Tanpa pikir panjang lagi, Will menerjang sisi kiri Alazar yang terbuka dengan sebuah tusukan gesit. Alazar sudah mengantisipasi serangan itu dengan hindaran yang sederhana, di sisi lain Damar mengayunkan tongkatnya mengarah rusuk kanan Alazar. Mengetahui bertahan melawan dua serangan sekaligus sangat tidak efektif, Alazar melompat mundur sementara.
Damar tertegun, bahkan Alazar belum melakukan serangan balik sama sekali. Semua tindakannya seolah pertunjukan yang akan diperlihatkannya sebagai bahan latihan dan pengalaman untuk mereka.
"Hanya segitu?" kata penyihir itu mencibir.
Will mengerutkan alis matanya, dalam satu hembusan napas. Dia kembali mengejar Alazar di depannya dan berteriak pada Damar, "Ayo serang dia lagi!"
Selama sepuluh menit mereka beradu tongkat, derak kayu itu bergema di sepanjang menit. Pertarungan sparing mereka dengan Alazar menguras stamina mereka hingga tenggorokan mereka berdua serasa . kelelahan mulai menyerang kedua pemuda itu. Keringat mulai mengucur dari dahi menetes melalui dagu. Tapi Alazar tidak kelelahan sama sekali. Masih menatapnya dengan sorotan tajam penuh wibawa.

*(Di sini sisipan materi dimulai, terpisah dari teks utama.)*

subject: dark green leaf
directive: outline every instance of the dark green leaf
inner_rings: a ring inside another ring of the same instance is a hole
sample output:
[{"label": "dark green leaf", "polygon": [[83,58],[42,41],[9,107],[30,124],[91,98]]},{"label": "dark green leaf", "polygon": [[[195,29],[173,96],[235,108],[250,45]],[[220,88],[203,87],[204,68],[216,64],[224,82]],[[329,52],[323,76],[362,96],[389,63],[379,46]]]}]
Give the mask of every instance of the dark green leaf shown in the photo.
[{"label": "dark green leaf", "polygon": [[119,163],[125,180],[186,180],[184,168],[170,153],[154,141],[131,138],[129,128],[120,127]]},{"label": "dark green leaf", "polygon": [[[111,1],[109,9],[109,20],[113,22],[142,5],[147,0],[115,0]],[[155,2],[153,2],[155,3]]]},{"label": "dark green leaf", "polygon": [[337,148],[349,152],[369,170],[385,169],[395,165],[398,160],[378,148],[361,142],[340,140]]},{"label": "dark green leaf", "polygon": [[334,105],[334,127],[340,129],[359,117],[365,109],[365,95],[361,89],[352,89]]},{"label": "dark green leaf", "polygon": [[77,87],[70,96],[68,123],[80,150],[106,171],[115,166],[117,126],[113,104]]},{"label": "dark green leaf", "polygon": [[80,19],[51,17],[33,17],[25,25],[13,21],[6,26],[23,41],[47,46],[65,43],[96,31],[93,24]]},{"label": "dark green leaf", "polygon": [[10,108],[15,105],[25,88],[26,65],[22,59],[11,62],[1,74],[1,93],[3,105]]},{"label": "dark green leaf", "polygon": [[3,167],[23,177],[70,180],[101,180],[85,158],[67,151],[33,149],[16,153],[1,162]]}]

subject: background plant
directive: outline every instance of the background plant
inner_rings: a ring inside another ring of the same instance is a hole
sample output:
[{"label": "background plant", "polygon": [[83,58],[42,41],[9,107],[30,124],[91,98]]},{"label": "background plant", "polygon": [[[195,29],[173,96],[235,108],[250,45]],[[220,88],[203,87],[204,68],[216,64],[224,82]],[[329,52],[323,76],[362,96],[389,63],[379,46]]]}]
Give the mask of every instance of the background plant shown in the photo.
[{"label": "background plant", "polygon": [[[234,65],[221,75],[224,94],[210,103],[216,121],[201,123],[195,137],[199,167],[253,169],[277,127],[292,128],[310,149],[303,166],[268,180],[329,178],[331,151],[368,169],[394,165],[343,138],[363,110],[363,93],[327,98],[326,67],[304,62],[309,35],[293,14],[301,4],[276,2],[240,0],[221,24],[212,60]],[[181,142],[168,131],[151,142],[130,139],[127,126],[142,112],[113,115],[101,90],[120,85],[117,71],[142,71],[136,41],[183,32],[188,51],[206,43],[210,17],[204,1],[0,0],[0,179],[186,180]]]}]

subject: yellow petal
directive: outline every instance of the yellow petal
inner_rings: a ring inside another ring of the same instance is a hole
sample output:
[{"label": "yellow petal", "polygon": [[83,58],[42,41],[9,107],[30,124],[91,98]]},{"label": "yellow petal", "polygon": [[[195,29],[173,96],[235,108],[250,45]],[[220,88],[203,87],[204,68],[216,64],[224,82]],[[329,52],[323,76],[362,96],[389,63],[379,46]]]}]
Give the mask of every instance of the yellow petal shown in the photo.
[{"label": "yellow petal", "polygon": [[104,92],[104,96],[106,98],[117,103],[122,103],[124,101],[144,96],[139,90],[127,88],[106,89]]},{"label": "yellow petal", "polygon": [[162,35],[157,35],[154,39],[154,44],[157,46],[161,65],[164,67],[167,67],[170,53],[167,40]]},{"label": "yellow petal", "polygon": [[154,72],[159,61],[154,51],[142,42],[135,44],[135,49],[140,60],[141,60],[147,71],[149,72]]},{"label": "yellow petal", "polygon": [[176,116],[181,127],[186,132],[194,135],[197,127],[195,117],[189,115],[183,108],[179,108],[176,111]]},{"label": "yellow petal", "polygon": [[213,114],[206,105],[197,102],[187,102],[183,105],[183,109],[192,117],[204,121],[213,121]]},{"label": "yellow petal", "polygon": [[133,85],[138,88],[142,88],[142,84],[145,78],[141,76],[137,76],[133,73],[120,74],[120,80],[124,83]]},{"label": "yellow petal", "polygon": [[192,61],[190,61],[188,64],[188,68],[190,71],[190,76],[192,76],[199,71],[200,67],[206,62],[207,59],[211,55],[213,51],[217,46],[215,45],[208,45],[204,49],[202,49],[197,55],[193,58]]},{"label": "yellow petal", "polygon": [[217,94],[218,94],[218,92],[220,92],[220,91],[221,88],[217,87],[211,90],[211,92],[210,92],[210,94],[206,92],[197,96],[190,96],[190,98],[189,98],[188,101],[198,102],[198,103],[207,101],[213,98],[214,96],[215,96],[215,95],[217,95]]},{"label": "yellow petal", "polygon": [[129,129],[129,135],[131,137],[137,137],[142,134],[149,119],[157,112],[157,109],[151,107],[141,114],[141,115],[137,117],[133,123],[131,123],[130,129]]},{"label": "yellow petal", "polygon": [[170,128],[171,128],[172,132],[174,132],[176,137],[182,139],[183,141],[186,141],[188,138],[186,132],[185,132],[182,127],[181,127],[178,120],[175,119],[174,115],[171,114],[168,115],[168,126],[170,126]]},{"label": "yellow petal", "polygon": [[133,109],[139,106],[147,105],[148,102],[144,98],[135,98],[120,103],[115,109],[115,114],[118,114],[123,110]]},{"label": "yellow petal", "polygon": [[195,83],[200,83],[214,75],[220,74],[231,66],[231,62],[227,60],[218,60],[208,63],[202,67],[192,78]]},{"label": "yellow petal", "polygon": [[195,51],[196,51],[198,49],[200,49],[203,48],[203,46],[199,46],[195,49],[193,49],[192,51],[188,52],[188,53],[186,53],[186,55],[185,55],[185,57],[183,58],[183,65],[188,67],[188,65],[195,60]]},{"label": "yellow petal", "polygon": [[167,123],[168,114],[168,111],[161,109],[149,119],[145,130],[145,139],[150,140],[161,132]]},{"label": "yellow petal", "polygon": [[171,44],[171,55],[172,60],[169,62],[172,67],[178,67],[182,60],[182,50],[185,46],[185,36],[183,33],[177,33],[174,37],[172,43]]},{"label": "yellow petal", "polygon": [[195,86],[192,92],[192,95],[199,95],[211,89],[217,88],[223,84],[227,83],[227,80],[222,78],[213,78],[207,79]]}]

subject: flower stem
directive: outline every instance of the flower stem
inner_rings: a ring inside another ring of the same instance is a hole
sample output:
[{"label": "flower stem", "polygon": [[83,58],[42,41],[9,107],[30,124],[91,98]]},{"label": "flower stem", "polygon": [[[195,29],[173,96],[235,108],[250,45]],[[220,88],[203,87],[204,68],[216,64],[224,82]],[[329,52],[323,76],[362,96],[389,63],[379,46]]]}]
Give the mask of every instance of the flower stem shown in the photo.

"Si tua itu sangat kuat ketika pertarungan fisik, tapi mudah kelelahan saat menggunakan sihir," kata Will putus asa.
"Kuanggap kata itu adalah klimaks latihan ini," kata Alazar. Kemudian suara buk terdengar ketika dia menerjang Will dan Damar dengan cepat. Kilatan serangan itu seperti sesuatu siluet yang sulit di jelaskan. Entah serangan itu mungkin mengenai beberapa bagian-bagian tubuh mereka berdua yang terbuka.
Sekerasnya mereka berusaha menangkis serangan Alazar, tapi sia-sia. Hantaman telak itu membuat pandangan mereka semakin melemah dan seketika pandangan menjadi hitam dan kosong. Mereka berdua pun pingsan.